OpenWRT on SR-IOV: Good Idea?
If you’re not familiar, SR-IOV is a technology that allows you to expose a single physical network device (or more accurately, “physical function”) as multiple virtual functions (VFs). Each VF is a separate logical PCIe device, so a board equipped with an IOMMU should be able to pass them into VMs individually. This allows for basically the same level of performance as a passthrough of an entire PCIe device, but still allows it to be shared amongst many VMs. At the hardware level, it acts as essentially a network switch, instead of doing that in software like with typical virtual NICs.
Now, in my previous post, I talked about some of the new hardware going into my new router. The star of the show is the X10SDV-8C-TLN4F. So why not run OpenWRT baremetal on here? A few reasons:
- Sometimes, you have to reboot. Rebooting a board like this can take several minutes. Not good for uptime. Meanwhile, a VM takes about 20 seconds to reboot fully. A custom kernel plus bypassing the bootloader (either via efistub or KVM direct kernel boot) could probably get it down to 10 seconds.
- Lockouts – if you screw up your network configuration, it can be annoying to get back in. Not impossible, since it still has a VGA port and USB ports, but it’s definitely nicer to be able to still access the host and fix the VM from there.
- OpenWRT isn’t necessarily going to have support for every bit of hardware on a board like this. It may lack drivers, or userland applications necessary to control said hardware. e.g. IPMI tools are lacking.
- I can easily benchmark routing performance using virtual networks.
- Since I can run ZFS on the host, I get ZFS snapshots and all that.
But….was it difficult? Was it worth it?
Yes and yes.
First of all, VFs are NOT meant for something like this out of the box. They’re designed to be fairly secure, so by default, they allow neither promiscuous mode, overriding the MAC address, nor sending packets from a MAC address that is different from that of the NIC. Unfortunately, all three of those are the opposite of what you’d want from a network device like this.
Secondly, the exact feature set you require will depend on what you’re trying to do.
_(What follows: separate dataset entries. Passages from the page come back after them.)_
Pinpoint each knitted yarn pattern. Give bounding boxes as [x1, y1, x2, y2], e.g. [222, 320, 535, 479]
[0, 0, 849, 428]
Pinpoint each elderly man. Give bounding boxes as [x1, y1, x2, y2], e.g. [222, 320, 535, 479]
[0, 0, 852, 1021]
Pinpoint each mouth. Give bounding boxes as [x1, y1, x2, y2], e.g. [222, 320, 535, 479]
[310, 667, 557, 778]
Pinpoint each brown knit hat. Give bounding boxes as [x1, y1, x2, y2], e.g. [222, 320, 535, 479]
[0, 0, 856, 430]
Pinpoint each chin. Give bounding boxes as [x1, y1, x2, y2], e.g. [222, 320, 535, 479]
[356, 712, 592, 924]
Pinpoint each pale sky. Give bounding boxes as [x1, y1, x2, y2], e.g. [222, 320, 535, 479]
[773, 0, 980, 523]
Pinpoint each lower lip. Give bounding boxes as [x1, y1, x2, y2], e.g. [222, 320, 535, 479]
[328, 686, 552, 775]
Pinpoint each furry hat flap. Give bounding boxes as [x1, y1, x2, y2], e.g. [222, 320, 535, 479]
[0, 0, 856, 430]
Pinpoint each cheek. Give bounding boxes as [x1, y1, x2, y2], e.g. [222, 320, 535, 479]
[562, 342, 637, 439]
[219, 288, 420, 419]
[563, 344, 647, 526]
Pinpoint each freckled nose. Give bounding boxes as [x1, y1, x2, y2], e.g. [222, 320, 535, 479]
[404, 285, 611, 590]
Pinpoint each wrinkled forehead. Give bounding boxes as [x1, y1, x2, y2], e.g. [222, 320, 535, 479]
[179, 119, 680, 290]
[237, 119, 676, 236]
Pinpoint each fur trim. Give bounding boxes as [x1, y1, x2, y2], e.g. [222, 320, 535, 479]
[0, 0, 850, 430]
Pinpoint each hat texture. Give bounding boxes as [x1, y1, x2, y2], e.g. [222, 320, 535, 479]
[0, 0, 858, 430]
For example, bonding will set every constituent NIC to the same MAC address, so you’ll need support for trusted VFs. Bridging will require promiscuous mode and the ability to turn anti-spoof off, as it will need to receive and transmit packets with MAC addresses different than that of the interface. The reason I’ve posted a couple reviews about 10GbE NICs lately is precisely because SR-IOV feature sets are all over the place. What I’ve found so far is that Intel is consistently the best here.
Let’s assume you want all the features you’d get out of a physical NIC. For the PF, you’ll need to enable promiscuous mode. For the VF, you’ll need to turn ‘trusted’ mode on, and disable spoof checking. Assuming your NIC is eno3, and you’ll be using vf 0:
ip link set eno3 promisc on
ip link set eno3 vf 0 trust on spoof off
Truth be told, I’m not 100% sure why the promisc
is necessary – it’s the VF that matters here, not the PF, but promisc on
at the PF level makes it work for some reason.
OpenWRT does build an official VM image, and even one with EFI support. One problem: it is somewhat lacking in builtin drivers. Namely, the network driver. The virtio driver is built in and works fine, but the ixgbevf
driver was not. Not a big issue. Just make a normal virtual interface, and then bridge or NAT as appropriate, and install the drivers necessary for the VFs to work (for Intel cards, likely kmod-igbvf
, kmod-ixgbevf
, or kmod-iavf
depending on what generation of card).
But, after doing all that, it works quite well. I’ve been using it for several months now, and it’s pretty much flawless. Routing performance via iperf3 was about 20gb/s, giving it more than enough to handle the line rate of its 10GbE NICs, at least for larger packet sizes.
Conclusion
It’s a little bit more setup work, but it works fine, and might pay off in the long run. Great alternative to either running baremetal or passing in entire PFs. As long as you’ve set up your network such that the host will be accessible even if the router is down, it’s basically impossible to lock yourself out – virsh console
or virt-manager will get you back into the router. Or, if you really messed up, revert to an earlier zfs snapshot. Turris’s snapshotting is nice, and this is one way to get similar functionality on generic hardware.